- Education: University of Glasgow
- Known for: Research on developmental stress in songbirds
- Scientific career
- Fields: behavioural ecology, ornithology
- Thesis: Song and sexual selection in the sedge warbler (Acrocephalus schoenobaenus) (1997)
- Doctoral advisor: Clive Catchpole

= Kate Buchanan =

Australian scientist and academic

Katherine Louise "Kate" Buchanan is an avian behavioural ecologist currently working in Deakin University's School of Life and Environment Sciences. Her research focuses on investigating how sexual selection has shaped the evolution of complex songs in birds and ultimately how this is reflected in the evolution of the brain itself.

==Education and appointments==
Kate Buchanan gained a Bachelor of Science in Zoology from the University of Glasgow in 1989 and a Doctor of Philosophy from Royal Holloway, University of London in 1997, working with Professor Clive Catchpole. After studying for two postdoctoral degrees at the University of Stirling, she was awarded a Personal Research Fellowship from the Royal Commission for the Exhibition of 1851 at Cardiff University. She was a lecturer at Cardiff University from 2003 to early 2008.

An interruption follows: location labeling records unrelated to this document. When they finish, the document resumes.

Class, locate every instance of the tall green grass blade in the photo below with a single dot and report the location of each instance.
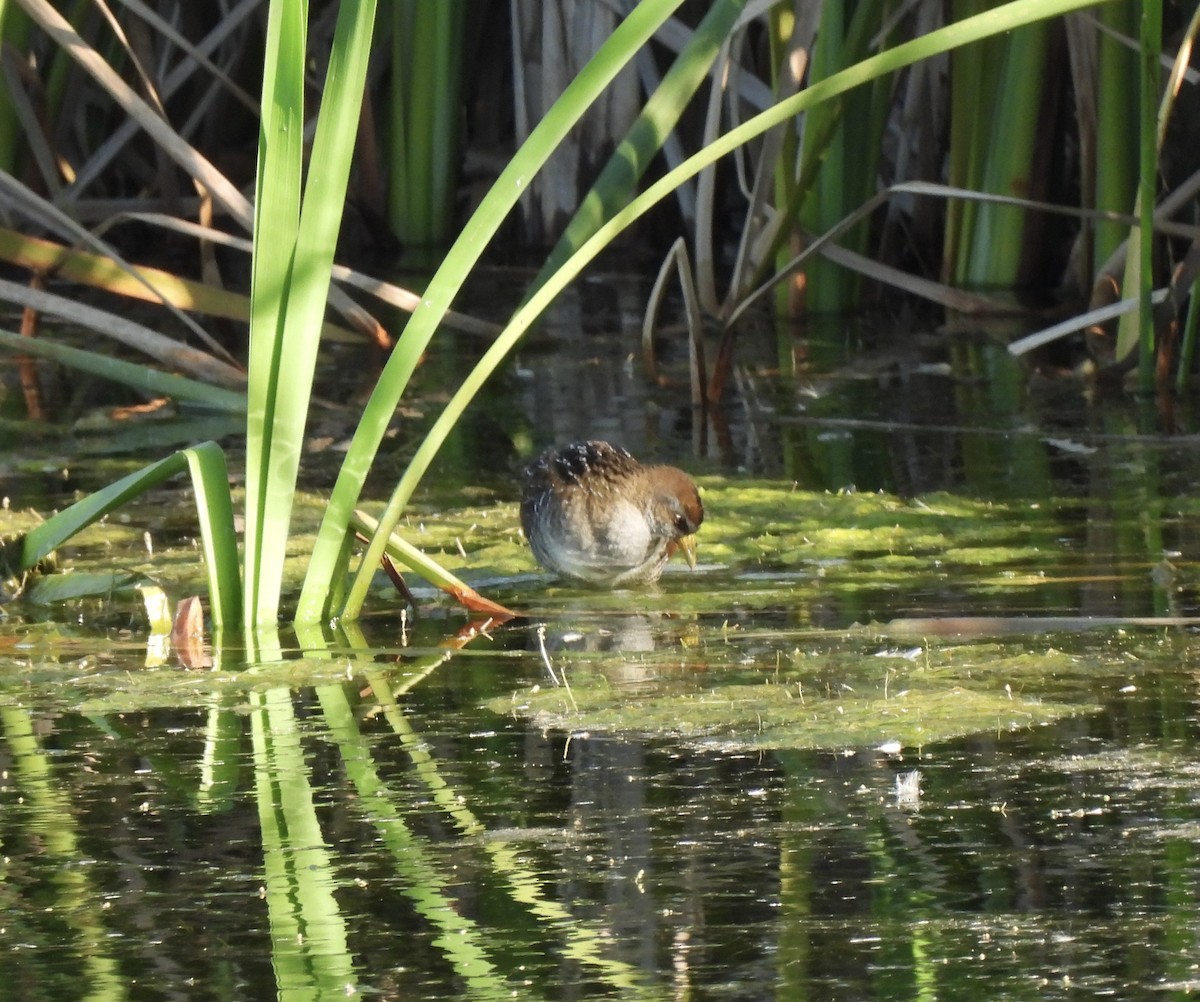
(996, 243)
(1137, 329)
(426, 87)
(991, 23)
(634, 31)
(276, 223)
(619, 177)
(292, 288)
(1151, 34)
(1116, 157)
(210, 481)
(150, 381)
(13, 36)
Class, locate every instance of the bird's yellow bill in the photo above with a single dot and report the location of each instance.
(688, 545)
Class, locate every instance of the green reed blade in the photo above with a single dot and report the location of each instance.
(634, 31)
(293, 259)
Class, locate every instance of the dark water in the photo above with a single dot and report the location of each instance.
(999, 811)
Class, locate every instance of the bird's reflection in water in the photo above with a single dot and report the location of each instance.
(625, 637)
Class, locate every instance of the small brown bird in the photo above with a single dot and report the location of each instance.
(592, 513)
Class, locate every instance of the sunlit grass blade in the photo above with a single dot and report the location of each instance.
(150, 381)
(399, 549)
(634, 31)
(210, 481)
(294, 243)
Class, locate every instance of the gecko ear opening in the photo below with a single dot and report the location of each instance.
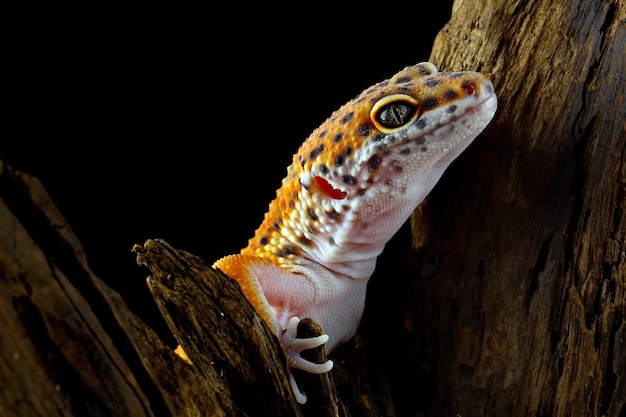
(329, 190)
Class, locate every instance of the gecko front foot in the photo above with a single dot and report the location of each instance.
(293, 347)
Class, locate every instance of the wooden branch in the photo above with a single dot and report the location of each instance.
(519, 296)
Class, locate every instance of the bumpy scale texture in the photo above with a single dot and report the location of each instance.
(350, 187)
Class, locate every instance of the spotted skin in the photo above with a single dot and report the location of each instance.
(350, 187)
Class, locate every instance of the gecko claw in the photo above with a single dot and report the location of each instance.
(293, 347)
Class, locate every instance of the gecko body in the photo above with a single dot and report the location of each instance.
(351, 185)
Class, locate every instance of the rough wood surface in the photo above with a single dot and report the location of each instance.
(518, 302)
(71, 347)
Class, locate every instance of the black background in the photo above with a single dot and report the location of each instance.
(179, 123)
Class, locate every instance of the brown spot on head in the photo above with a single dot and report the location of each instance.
(345, 119)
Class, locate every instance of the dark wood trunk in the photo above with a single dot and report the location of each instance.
(518, 299)
(510, 301)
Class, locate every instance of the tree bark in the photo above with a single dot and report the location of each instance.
(517, 301)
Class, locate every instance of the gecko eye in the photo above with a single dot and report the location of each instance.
(394, 112)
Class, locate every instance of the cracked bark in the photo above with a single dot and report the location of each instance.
(520, 253)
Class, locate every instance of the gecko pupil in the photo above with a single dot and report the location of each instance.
(396, 114)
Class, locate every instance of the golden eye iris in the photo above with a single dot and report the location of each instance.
(394, 112)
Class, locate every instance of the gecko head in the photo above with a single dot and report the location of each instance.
(357, 178)
(393, 138)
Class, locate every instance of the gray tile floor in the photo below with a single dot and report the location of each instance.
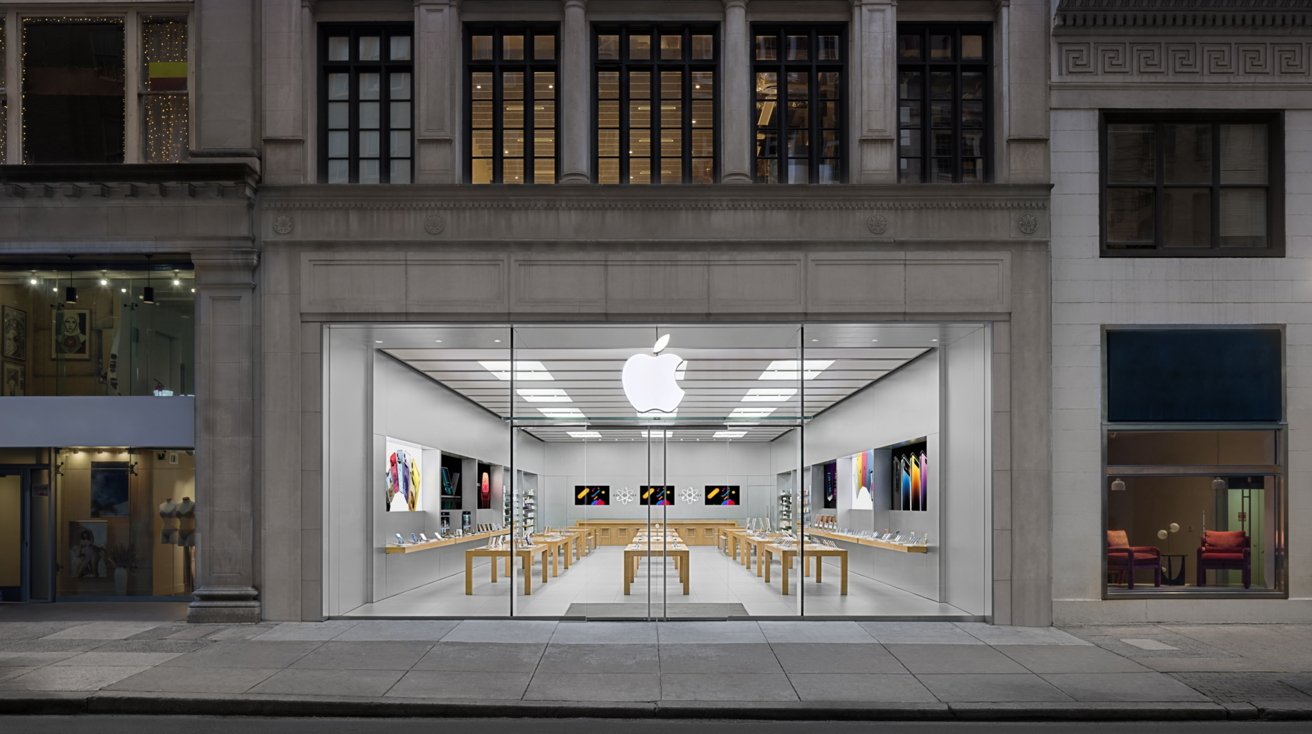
(913, 663)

In early 2008, Buchanan took a position at Deakin University, Australia, at the Geelong campus, where she works within the Centre for Integrative Ecology. She was awarded an Australian Research Council Future Fellowship in 2014. Buchanan is currently editor-in-chief of BirdLife Australia's scientific ornithology journal Emu.

==Scientific work==
She is most well known for her work on early development in songbirds and the effects of early developmental stress on the song system and genetic and environmental control of sexual signals. However, she has interests in the interactions between early development and control of the stress related behaviour and physiology and whether immunocompetence can mediate the costs of sexual traits. Her work has demonstrated the effects of the exposure of wild birds to endocrine disrupters in terms of both behaviour and physiology.